Reaping rewards of her business acumen
Kaitlynn Zolnay ’13 started her first business, Bandit’s Biscuits, in the third grade, and her second, Orchidaceous, while in high school. Both businesses are still in operation.
by Beth Fitzgerald
Ed’s note: This article originally ran in the May 20, 2011, issue of NJBIZ. It is reprinted here with permission.
Kaitlynn Zolnay was a third-grader when she started baking dog biscuits and selling them to local pet stores. Unlike most third-graders’ startups, Bandit’s Biscuits is still in business, and Zolnay also runs Orchidaceous, a decorative art business she launched in high school.
The junior was only 9 when she became an entrepreneur, “and to this day, I’m not sure why I liked it so much,” she said.
“It’s exciting to talk to people, work with people, and do something to help other people, and I enjoy it. You sit down and work through a problem; it’s always changing.”
Zolnay said while she was growing up, her parents encouraged her to “do something you are passionate about,” and she discovered early on that running a business provided that emotional reward.

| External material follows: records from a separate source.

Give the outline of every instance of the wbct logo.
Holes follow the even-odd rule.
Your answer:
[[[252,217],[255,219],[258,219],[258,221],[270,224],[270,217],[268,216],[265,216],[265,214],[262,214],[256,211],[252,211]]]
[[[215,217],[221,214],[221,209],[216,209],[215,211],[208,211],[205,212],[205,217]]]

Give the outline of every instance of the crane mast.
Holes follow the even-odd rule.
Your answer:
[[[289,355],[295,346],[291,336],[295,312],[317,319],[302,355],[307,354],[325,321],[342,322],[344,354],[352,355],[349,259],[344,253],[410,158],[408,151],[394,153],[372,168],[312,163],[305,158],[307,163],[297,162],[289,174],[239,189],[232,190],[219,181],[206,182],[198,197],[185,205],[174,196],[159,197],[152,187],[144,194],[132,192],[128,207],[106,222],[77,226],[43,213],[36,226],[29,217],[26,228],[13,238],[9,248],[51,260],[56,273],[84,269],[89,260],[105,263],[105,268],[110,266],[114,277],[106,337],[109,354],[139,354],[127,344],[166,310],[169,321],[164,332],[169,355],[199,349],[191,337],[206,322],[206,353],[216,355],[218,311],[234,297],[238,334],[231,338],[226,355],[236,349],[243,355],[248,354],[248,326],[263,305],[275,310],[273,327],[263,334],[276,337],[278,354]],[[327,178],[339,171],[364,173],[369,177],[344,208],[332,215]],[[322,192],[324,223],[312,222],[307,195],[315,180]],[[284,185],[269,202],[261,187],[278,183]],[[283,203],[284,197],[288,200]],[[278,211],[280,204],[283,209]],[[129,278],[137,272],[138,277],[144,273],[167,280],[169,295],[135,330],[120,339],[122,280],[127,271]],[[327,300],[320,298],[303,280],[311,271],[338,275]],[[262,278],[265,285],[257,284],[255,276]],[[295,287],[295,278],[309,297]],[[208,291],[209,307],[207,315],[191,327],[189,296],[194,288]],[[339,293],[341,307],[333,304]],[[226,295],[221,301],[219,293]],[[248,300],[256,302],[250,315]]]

Zolnay, a business major, hasn’t decided what path she’ll take after graduation. “I may decide to work full-time on both businesses, or I may change my mind by the time I graduate.”
She sells her artwork through house parties, and had a gallery show in Lambertville, New Jersey. Her parents have two ovens in their Stockton home to bake dog biscuits while their daughter is at school. When she’s home, though, she jumps back in, baking and delivering her biscuits to pet stores and filling online orders.

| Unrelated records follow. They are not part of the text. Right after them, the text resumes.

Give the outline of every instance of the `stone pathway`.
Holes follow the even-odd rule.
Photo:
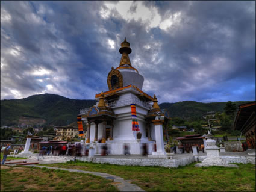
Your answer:
[[[40,164],[42,162],[40,162]],[[52,162],[51,162],[52,163]],[[49,163],[49,162],[47,162]],[[15,164],[8,164],[8,166],[13,166]],[[5,164],[5,166],[7,166],[7,164]],[[92,174],[96,176],[99,176],[105,179],[111,180],[114,182],[114,185],[117,187],[117,188],[120,191],[145,191],[143,189],[142,189],[139,186],[131,184],[130,181],[125,181],[123,178],[117,176],[115,175],[105,173],[99,173],[99,172],[89,172],[89,171],[84,171],[80,169],[67,169],[67,168],[59,168],[59,167],[48,167],[44,166],[37,166],[35,164],[28,165],[25,166],[33,166],[37,167],[46,167],[48,169],[60,169],[63,170],[66,170],[70,172],[76,172],[76,173],[82,173],[86,174]]]

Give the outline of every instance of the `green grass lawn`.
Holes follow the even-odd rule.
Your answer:
[[[195,163],[178,168],[140,167],[81,161],[46,164],[107,173],[131,180],[148,191],[255,191],[255,166],[237,164],[239,168],[196,167]]]
[[[1,167],[1,191],[117,191],[110,180],[60,169]]]
[[[0,159],[1,159],[1,162],[2,162],[2,160],[3,156],[4,155],[2,155],[2,153],[1,153]],[[7,158],[6,159],[7,160],[19,160],[19,159],[27,159],[27,158],[23,158],[23,157],[12,157],[12,156],[10,156],[10,155],[8,155]]]

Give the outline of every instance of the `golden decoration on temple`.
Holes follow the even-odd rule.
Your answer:
[[[122,54],[119,67],[126,64],[131,67],[131,64],[128,55],[131,53],[131,49],[130,48],[130,43],[126,41],[126,39],[125,38],[125,40],[121,43],[121,48],[119,49],[119,52]]]
[[[103,92],[101,92],[101,96],[99,97],[99,104],[98,104],[98,107],[99,108],[105,108],[106,107],[106,104],[104,101],[104,94]]]
[[[157,98],[155,96],[155,94],[154,95],[154,98],[153,98],[153,106],[152,107],[155,109],[160,109],[160,108],[159,107],[158,104],[157,103]]]

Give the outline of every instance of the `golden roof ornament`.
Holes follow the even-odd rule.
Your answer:
[[[126,38],[125,37],[125,40],[122,42],[121,48],[119,49],[119,52],[122,54],[119,67],[125,65],[128,65],[131,67],[131,64],[128,55],[131,53],[131,49],[130,48],[130,43],[126,41]]]
[[[104,101],[104,94],[103,92],[101,92],[101,96],[99,96],[99,101],[98,104],[98,107],[99,108],[104,108],[106,107],[106,104]]]
[[[159,107],[158,104],[157,103],[157,98],[155,96],[155,94],[154,95],[153,98],[153,105],[152,107],[155,109],[160,109]]]

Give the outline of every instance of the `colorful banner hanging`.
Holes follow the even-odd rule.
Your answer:
[[[133,131],[140,131],[140,126],[139,126],[138,120],[137,120],[136,107],[134,104],[131,104],[131,110],[132,130]]]
[[[78,126],[78,136],[84,136],[81,116],[77,116],[77,125]]]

Running her own business “allows you to do something that you enjoy and that is yours,” she said. “When you wake up in the morning, you know that you can grow and change however you want. I’ll probably stick with my own business, because of the excitement and it’s what I love to do.”
And Zolnay said she already has reaped some of the tangible rewards of owning a successful enterprise—after years of saving and investing her profits, last year she bought her first car, a Volvo C70 convertible.
Not surprisingly, she’s had her eye on that model long before she had a driver’s license—actually, ever since was in the third grade.